Last week, I shared one of my best money making ideas: stop the bleeding. Stop wasting money. As sound as that advice may be, it's nothing more than a Band-Aid. So let's move on to Lesson #2: Know your key business ratios.
Guys in fancy suits and silk ties love to talk about their "profit margins." You've probably heard the term and winced. You'd just as soon eat glass as have a conversation about profit margins.
But if your business is like most that sell creative services, you might be doing good work for good clients and still coming up short each month. Or barely making a profit.
The zeroes on the paychecks look good, but where does all the money go?
You have to keep tabs on the difference between the amount of money that a project brings in and the amount that you take home.
Let me share a recent example from my business.
A local landscaping company wanted a website and some social media profiles. They wanted a hands-off experience, or what I call "the fish." They did NOT want to be taught how to fish. They just wanted my assistant and me to tell them when everything was finished.
I gave the owner a quote for $3100 for a WordPress site with a template design from Elegant Themes, content for the site, a year of hosting, some light photography work (a few portraits for the website), and set-up for 10 different social media accounts.
What were my costs?
- Elegant Themes Lifetime Access license
- Contract work: my assistant's time
- Contract work: paying a developer friend to set up the new hosting account and a Gmail account
- Contract work: paying a college kid with a good eye to go take some pictures
- Hosting (I usually charge my clients $10/month to offset my costs for a HostGator reseller account)
- Federal taxes!
By the time I pay everybody that I owe, including the IRS, I'll make less than $2000!
In this case, that means I netted about 60% of my gross. I usually pay myself a "salary" that is less than 50% of what the business makes, so my family and my business will be fine.
But you can still see the potential problem, right?
If I had ignored my profit margin and other key business ratios and assumed that all of the $3000 would go straight to paying my family's bills, then I would have had an uncomfortable choice to make: not paying my personal bills or not paying my contractors and other service providers. Ouch.
Even though it's always nice to see $3000 splash in my bank account, I know it's going to take A LOT more than that to keep everything afloat!
If you mistakenly believe that you're already making enough money, you'll put sales on autopilot. You'll focus on the projects you've already got. You'll create art!
And you'll be scratching your head when your bank account has a negative balance.
Your homework is answering these questions:
- How much do you need to cover your monthly personal expenses, including health insurance, life insurance, savings, investments, and all that good stuff that "grown-ups" have?
- How much does your business cost to run each month, including overhead, utilities, service providers, employees, contractors, meals, travel, and so forth?
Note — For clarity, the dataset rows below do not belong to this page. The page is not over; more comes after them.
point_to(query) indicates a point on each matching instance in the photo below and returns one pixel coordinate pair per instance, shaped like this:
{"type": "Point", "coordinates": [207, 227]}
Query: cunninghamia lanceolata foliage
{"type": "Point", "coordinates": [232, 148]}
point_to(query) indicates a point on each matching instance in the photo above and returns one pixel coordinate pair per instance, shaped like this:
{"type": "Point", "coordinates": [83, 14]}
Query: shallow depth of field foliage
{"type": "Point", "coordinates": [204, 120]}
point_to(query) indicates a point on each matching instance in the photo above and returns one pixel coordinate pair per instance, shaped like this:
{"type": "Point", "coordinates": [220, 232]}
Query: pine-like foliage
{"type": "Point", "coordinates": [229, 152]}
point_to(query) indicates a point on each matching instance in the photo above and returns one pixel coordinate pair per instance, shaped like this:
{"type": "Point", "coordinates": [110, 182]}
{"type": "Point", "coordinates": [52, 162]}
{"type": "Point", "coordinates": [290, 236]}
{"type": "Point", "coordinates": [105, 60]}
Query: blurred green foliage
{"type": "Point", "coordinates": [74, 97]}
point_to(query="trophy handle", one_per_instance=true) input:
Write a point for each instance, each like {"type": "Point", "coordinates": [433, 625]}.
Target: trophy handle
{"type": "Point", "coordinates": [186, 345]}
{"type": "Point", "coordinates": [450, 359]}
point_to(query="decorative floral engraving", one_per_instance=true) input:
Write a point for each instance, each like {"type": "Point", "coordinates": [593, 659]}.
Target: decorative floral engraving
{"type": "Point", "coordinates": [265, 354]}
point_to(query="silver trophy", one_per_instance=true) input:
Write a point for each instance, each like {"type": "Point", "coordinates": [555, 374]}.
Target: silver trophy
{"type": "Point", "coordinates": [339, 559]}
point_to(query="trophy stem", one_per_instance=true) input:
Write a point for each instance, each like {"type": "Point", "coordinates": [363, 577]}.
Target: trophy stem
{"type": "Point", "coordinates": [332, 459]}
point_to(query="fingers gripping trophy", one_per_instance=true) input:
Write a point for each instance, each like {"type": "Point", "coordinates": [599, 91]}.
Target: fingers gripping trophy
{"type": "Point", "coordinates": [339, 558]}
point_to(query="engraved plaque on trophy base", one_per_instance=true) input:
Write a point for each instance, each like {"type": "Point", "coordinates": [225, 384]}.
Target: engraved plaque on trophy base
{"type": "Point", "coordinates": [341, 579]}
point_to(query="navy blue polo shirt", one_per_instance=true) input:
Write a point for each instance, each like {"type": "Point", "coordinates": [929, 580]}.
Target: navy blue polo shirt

- What will be your tax liability this year? Add #1 and #2, take 10% of that total, and multiply that number times three.
- How much should you be spending on marketing or saving for business development (i.e., a new website, startup capital for a new business venture, hiring a full-time employee, or even a new laptop)?
Add up those four figures.
Now put on your thinking cap again (the straw fedora), and ballpark how much your average project is worth.
So how many projects do you really need each month?
Divide your monthly total by your average project price, and Presto! You now have a more precise understanding of your key business ratios. You know how many projects you need each month to truly stay profitable.